Smriti Mandhana, seen here, and Shafali Varma made easy work of chasing down the Proteas Women’s 84 all out during the third T20I yesterday. | IANS

Smriti Mandhana, seen here, and Shafali Varma made easy work of chasing down the Proteas Women’s 84 all out during the third T20I yesterday. | IANS

Published Jul 9, 2024


Zaahier Adams

South Africa: 84 all out

Brits 20, Bosch 17, Vastrakar 4/13

India: 88/0

Mandhana 54*, Varma 27*

India won by 10 wickets, and tied the series 1-1

The Proteas Women’s team failed to capitalise on an opportunity to rescue a disastrous tour of India yesterday at the Chepauk Stadium in Chennai with India’s sublime opener Smriti Mandhana once again stamping her authority on proceedings.
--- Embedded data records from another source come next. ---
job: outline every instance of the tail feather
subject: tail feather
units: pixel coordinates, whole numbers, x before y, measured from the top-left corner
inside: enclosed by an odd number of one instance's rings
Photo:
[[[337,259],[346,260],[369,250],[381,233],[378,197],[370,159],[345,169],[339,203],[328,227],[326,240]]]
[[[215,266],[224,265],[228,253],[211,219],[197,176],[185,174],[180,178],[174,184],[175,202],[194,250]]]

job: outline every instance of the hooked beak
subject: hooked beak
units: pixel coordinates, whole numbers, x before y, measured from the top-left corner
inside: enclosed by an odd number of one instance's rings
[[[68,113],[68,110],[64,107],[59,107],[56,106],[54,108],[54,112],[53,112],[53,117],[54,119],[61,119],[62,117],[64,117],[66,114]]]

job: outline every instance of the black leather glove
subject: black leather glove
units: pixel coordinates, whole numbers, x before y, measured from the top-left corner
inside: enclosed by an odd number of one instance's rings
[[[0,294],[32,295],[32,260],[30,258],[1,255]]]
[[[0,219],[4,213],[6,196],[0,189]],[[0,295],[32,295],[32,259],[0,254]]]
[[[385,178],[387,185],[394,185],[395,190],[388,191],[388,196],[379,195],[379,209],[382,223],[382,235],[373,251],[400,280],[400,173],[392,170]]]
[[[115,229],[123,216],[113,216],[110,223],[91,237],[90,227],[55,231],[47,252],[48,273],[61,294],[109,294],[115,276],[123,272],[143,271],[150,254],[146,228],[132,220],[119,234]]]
Having been swept 3-0 in the ODI series and crushed in the one-off Test by 10 wickets, the Proteas headed into the final match of the tour with a chance at redemption. But they will instead head home after suffering another heavy 10-wicket defeat as the hosts levelled the T20 series yesterday.
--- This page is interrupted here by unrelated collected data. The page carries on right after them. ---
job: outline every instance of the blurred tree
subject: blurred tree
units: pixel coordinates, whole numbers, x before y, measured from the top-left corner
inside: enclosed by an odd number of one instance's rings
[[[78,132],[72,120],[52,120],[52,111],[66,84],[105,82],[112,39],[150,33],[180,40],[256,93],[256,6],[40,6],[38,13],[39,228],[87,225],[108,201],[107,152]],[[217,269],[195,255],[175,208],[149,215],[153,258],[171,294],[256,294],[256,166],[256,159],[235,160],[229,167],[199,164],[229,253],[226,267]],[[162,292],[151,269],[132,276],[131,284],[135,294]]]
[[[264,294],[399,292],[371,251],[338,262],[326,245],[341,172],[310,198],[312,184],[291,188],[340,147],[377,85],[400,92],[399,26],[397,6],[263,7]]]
The match could not have gone more right for one side or more wrong for the other. India were controlled with the ball, assertive with the bat, and if their catching – particularly chances offered to the bowlers – was not quite as impressive, it hardly mattered.

Dependent, probably overdependent, on captain Laura Wolvaardt and Tazmin Brits for a vibrant start, the Proteas went hard in the opening two overs of the powerplay.

It started well enough with Wolvaardt and Brits crashing a couple of boundaries on both sides of the wicket. But India had learnt their lessons from the preceding two powerplays where they conceded 44-0 and 66-1. Arundhati Reddy was right on the mark from the outset with the off-spinner keeping Brits in check as her handsome strokes went straight to fielders.

This built up the pressure on the skipper Wolvaardt, who felt she needed to make a play, but could only hole out to mid-off the next over. And when Marizanne Kapp was caught at midwicket after again looking in sublime form with a sweetly timed cut shot just a few balls earlier, the remainder of the Proteas’ innings rested on Brits’ broad shoulders.

After having struck successive half-centuries in the preceding two matches, Brits (20 off 23 balls) also succumbed to a soft dismissal in her attempt to clear the fielders in the inner circle.

From thereon the Proteas innings folded with Indian seam bowler Pooja Vastrakar (4-13) running through the middle-to-lower order as the visitors lost their last eight wickets for the addition of only 41 runs.

India’s run chase, or rather stroll, to victory was once again led by the superb Mandhana (54 not out off 40 balls).

The classy left-handed opener has been on a different level this past month. She struck successive centuries in the first two ODIs (113 and 136) and then another 90 in the third match.

After her white-ball exploits, Mandhana turned her focus to the longest format of the game where she posted 149 from just 161 deliveries in a 292-run first-wicket stand with Shafali Varma.

The pair were unstoppable again last night with Mandhana cutting and driving with precision, while Varma (27 not out) brought the power as India cruised to victory without any blemishes on the scorecard. It was only fitting that it was Mandhana that struck the winning runs with a sweetly timed maximum over fine leg to also bring up her half-century.

The final T20I was not only an opportunity for Wolvaardt to win her first series as T20 skipper since taking charge last year, but it was also the Proteas’ last official match before the ICC Women’s T20 World Cup gets under way in Bangladesh in September.

With the team also still in limbo in relation to securing a full-time head coach, there is plenty of work to be done both on and off the field over the next few months if the Proteas are to replicate their runners-up position achieved at the last T20 World Cup held in South Africa last year.